На душе тоска, в голове страх, но я в растяжку съел мясо. Кусал его передними зубами и мелко-мелко пережевывал. Я вообще по жизни люблю поесть, а тут… Хотелось глотком проглотить, но я удерживался. Не торопясь крошил, каждое волоконце ощупывал языком, тщательно, как на учениях, пережевывал и следил, чтобы не проглотить не жуя, и думал об этом.
Сладко.
Особенно знать, что этот — не последний, есть еще куски, и все это, на всякий случай, без хлеба. Потому что, во-первых, и без хлеба вкусно, а хлеб сам по себе и без мяса — еда. К тому же хлебом, а у меня всего-то один кусок, можно, как ложкой и даже лучше, чище, до последней капельки всю подливку собрать, вытенькать, как моя мама говорила. Та-а-ак.
Теперь на сытенький, толстенький, пузатенький животик происс-ледуем, что у нас тут в другой банке набуровлено. На взгляд, на понюх, на полиз. Та была на треть, а эта хоть не полная, но больше чем на половину налита…
Вино. Матушки-святы!
Не «Мускат», «Солнечная долина», «Золотое поле» или «Пино гри» от моего любимого Ай-Даниля, а так, безвестный проспиртованный фрукт государственного производства местного розлива. Из продуктов, пришедших в товарную негодность. Чтобы не пропадало, на радость врагам, остаточное народное добро. Этому же народу на радость и, как правильно говорят, с больной головы на тверезую, и чтобы с утра до вечера не проходила и тем не отвлекала от классовой борьбы.
Отрава с запахом головной боли. Я бы такое не пил никогда. Бы. На свободе. А тут… В новогоднюю ночь… Попиваю я это из неподходящего материала снадобье, яблочком закусываю. Компании никакой нет. Никто песни не поет, в душу не лезет. Какой однако Новый год праздничный выдался!
Щаас чудище-старшинище из-за двери появится и воооще домой отпустит…
Очень домой хочется, чтобы только мама вокруг была, и то в соседней комнате.
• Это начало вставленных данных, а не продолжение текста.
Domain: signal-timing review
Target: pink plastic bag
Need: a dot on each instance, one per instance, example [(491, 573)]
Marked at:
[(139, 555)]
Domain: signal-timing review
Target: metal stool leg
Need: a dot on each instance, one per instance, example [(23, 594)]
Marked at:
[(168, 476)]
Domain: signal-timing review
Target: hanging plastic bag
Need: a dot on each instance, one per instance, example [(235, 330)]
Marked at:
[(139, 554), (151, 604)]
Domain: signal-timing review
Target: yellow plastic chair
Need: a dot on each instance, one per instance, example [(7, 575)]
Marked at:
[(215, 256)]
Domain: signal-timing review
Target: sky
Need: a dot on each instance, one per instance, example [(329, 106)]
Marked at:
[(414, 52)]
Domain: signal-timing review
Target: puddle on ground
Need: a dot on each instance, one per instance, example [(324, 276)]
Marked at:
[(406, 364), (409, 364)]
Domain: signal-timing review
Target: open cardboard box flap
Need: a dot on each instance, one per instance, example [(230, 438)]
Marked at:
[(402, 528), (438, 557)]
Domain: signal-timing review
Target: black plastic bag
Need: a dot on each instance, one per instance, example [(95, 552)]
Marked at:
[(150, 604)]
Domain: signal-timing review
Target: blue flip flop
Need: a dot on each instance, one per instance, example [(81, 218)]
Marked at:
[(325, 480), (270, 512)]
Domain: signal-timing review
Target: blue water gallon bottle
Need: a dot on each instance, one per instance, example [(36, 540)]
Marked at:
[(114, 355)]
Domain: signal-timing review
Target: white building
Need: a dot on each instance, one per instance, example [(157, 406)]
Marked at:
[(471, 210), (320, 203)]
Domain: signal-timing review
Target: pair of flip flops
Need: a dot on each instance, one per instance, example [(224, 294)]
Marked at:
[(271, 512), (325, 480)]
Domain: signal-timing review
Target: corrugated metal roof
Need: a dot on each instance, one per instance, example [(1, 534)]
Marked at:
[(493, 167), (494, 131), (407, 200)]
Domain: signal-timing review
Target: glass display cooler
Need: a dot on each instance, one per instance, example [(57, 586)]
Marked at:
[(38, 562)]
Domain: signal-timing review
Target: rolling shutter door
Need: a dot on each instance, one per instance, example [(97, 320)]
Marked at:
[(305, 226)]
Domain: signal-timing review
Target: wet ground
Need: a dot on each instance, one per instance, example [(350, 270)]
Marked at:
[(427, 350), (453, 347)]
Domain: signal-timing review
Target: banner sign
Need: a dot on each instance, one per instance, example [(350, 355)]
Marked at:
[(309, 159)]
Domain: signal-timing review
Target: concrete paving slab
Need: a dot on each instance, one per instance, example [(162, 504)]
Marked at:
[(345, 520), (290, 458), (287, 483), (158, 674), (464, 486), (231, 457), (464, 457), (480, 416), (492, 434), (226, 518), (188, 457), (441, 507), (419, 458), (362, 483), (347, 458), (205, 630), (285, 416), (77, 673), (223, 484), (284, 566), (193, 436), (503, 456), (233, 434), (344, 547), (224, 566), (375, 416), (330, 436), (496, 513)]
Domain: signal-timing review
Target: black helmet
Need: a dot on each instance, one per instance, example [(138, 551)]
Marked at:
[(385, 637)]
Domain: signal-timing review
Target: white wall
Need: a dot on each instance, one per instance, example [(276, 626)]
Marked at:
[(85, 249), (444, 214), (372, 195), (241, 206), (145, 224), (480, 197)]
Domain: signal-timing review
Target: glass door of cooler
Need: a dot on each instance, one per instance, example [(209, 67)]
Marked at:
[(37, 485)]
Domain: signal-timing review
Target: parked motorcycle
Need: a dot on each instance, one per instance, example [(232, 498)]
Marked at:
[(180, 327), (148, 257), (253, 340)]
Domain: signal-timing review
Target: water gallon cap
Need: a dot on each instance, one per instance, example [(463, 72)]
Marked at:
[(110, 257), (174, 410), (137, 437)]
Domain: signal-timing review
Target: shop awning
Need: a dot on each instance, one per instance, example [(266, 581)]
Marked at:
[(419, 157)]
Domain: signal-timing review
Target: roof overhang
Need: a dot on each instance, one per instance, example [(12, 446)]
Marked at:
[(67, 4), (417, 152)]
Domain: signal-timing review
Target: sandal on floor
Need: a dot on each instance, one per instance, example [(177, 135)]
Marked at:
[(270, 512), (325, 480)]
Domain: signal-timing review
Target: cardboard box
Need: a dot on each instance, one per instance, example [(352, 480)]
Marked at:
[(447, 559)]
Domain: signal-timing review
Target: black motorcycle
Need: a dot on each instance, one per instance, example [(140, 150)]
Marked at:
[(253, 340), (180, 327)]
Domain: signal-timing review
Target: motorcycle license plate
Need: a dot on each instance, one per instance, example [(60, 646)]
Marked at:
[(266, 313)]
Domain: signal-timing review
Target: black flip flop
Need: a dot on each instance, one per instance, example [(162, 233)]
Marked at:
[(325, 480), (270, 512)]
И рассказывать, рассказывать сначала ей долго-долго с подробностями и страстями об этой непереносимой для меня жизни политического зэка-малолетки, а потом друзьям, какие не испугаются продолжать общаться.
Особенно Вите Васильченко, который нас заложил.
И со смаком, и по второму разу. Давай, мол, Витя, друг ты мой пристукачливый, выпьем за ту прекрасную жизнь, которую ты нам, падлюка, бесплатно устроил, и чтобы не притуплялась твоя блядская бдительность.
Мелкими глоточками я попивал поганую жидкость, которая ни на мгновение не давала забыть свой вкус. И, худенький, к зелью не приученный, разве что по бабьим советам церковный кагор от слабосилья, да позже с друзьями компотообразный мускат, да с голодухи, от ощущения себя забытым и пропущенным из жизни, от этого таинственного подарка я поддался и забалдел, сознание отошло и затаилось.